この寮を選んだ理由は、上級生がいない(実際はいましたが)ことのほかに、もう一つありました。それは、賄いつきだったことです。一人暮らしなので、「朝晩、賄いがあった方がええやろ」という母の配慮でした。賄いは、当時、朝・夕食で月2万4000円です。実は、この「賄い」こそがトラウマの入り口となったのです。
寮を経営していた会社には倉庫があり、寮はその倉庫の2階にありました。1階は倉庫ですから食堂がありません。それでどうして賄いつきになるのかというと、倉庫の隣に喫茶店があって、そこで賄いを出すということだったのです。この喫茶店を営んでいる夫婦は、寮の経営者の遠い親戚だと聞きました。

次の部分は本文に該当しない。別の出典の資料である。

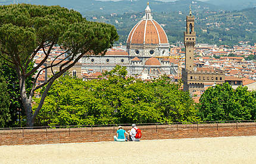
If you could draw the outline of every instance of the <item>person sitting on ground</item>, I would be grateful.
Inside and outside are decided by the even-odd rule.
[[[132,128],[130,131],[129,140],[133,142],[139,142],[139,139],[135,138],[138,127],[136,126],[135,124],[133,124],[132,126]]]
[[[124,130],[123,129],[123,127],[118,126],[118,130],[117,131],[117,136],[114,136],[114,140],[115,142],[125,142],[126,137],[124,134],[126,136],[128,136],[129,134]]]

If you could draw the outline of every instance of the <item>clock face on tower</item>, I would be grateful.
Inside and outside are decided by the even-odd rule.
[[[192,24],[189,24],[189,28],[190,28],[190,32],[191,32],[191,32],[192,32]]]

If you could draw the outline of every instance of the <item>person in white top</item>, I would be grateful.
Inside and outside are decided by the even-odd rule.
[[[139,139],[135,138],[136,136],[136,130],[138,129],[138,127],[136,127],[135,124],[133,124],[132,125],[132,128],[130,131],[130,141],[133,142],[139,142]]]

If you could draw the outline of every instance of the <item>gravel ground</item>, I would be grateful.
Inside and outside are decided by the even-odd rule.
[[[0,146],[0,163],[256,163],[256,136]]]

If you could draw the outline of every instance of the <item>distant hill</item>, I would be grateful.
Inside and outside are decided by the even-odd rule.
[[[1,1],[1,4],[8,5],[15,1]],[[99,1],[95,0],[18,0],[19,3],[36,5],[60,5],[69,9],[74,9],[82,14],[87,13],[101,13],[103,14],[141,11],[146,6],[148,0]],[[155,12],[185,11],[192,4],[192,9],[199,11],[205,9],[216,10],[218,7],[207,2],[193,0],[179,0],[175,2],[150,1],[150,6]]]
[[[183,41],[186,15],[177,11],[152,12],[153,18],[163,25],[169,42]],[[235,11],[193,11],[196,17],[195,30],[198,43],[236,45],[239,41],[256,43],[256,8]],[[132,27],[144,15],[140,12],[86,15],[87,20],[104,22],[115,25],[120,36],[119,42],[125,43]],[[220,41],[221,40],[221,41]]]
[[[218,6],[220,9],[229,11],[256,7],[255,0],[209,0],[206,2]]]

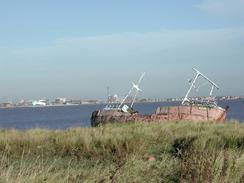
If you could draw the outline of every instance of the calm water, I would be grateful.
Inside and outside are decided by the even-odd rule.
[[[157,106],[172,106],[177,102],[135,104],[134,109],[142,114],[154,112]],[[229,106],[228,119],[244,121],[244,100],[220,101],[221,107]],[[49,128],[66,129],[90,127],[91,113],[104,105],[81,105],[60,107],[0,109],[0,128]]]

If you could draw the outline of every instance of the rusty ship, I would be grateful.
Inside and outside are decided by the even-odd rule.
[[[222,108],[217,105],[217,101],[213,96],[214,89],[219,89],[218,85],[212,80],[206,77],[197,69],[193,68],[196,73],[194,78],[189,80],[190,88],[188,89],[185,97],[183,98],[181,105],[178,106],[163,106],[157,107],[155,112],[150,115],[142,115],[138,111],[133,109],[136,96],[141,89],[139,84],[144,77],[142,74],[138,83],[132,83],[132,88],[128,94],[122,100],[119,105],[107,105],[104,109],[94,111],[91,116],[91,126],[98,126],[105,123],[124,123],[124,122],[164,122],[164,121],[193,121],[193,122],[208,122],[213,121],[216,123],[224,123],[228,106]],[[198,89],[200,86],[196,86],[196,81],[201,78],[207,84],[211,86],[209,96],[203,98],[191,98],[190,92],[193,89]],[[125,104],[126,99],[134,91],[131,105]]]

入寮初日、私は、喫茶店に連れて行かれました。「ここでご飯を食べなさい」と言われ、マスターとママさんを紹介してもらいました。ママさんは、バリバリ大阪弁のすごくきれいなおばちゃんでした。それに対してマスターは、とてもおとなしそうなおっちゃんでした。
ところが、寮に入ってみると、いろんなうわさが耳に入ってきました。「ここのマスターはかなりやばいらしい」と言うのです。
「えー、私にはかなりいい人に見えましたけど」
「いやいや、かなりやばい。酒乱やで、酒を飲んだら人がガラリと変わる」
「えっ、ホントですか?」
「元ヤクザで入れ墨があって、それを消しているらしい」
「マジですか!」
怖くなって詳しく聞いてみると、なんでも毎日酒を飲むわけではないが、飲むと酒が止まらなくなり泥酔するとか、飲んだら寮がある2階に上がってきて学生に絡み出すとか、「何それ?」みたいな話がたくさん出てきました。
マスターは、和歌山に船を持っているらしく、たまに和歌山に船に乗りに行くそうです。1人で行ってもつまらないので、無理やり学生を連れて行くといいます。今では片道2時間もかからないと思いますが、当時は4時間以上かけて和歌山に連れて行かれ、マスターの船に乗せられました。船では釣りをするのですが、全然釣れなくて、船酔いで地獄だといいます。学生たちは、連れて行かれるのが恐怖で、次は誰になるのか不安でいっぱいでした。私は、4年間のうちに1度だけ誘われたのですが、急にドタキャンになって、私は難を逃れました。結局、1度も船に乗せられなかったのは私だけでした。この点はラッキーでした。
しかし、私には酒の難が待っていたのです。それはある日突然襲ってきました。マスターがしこたま酒を飲んで、倉庫の階段を上がって来る音が聞こえました。マスターは、コンコンと部屋のドアをたたいて回っているようです。私は、運悪く部屋にいたため、つかまってしまいました。
「われ、お前、話がある」とか言って、なんかしゃべっていますが、酔っているから何を言っているのかわかりません。めちゃくちゃ絡まれて最悪です。ひとしきり絡まれた後は酒を飲みに連れて行かれました。学生は運転手をさせられるのです。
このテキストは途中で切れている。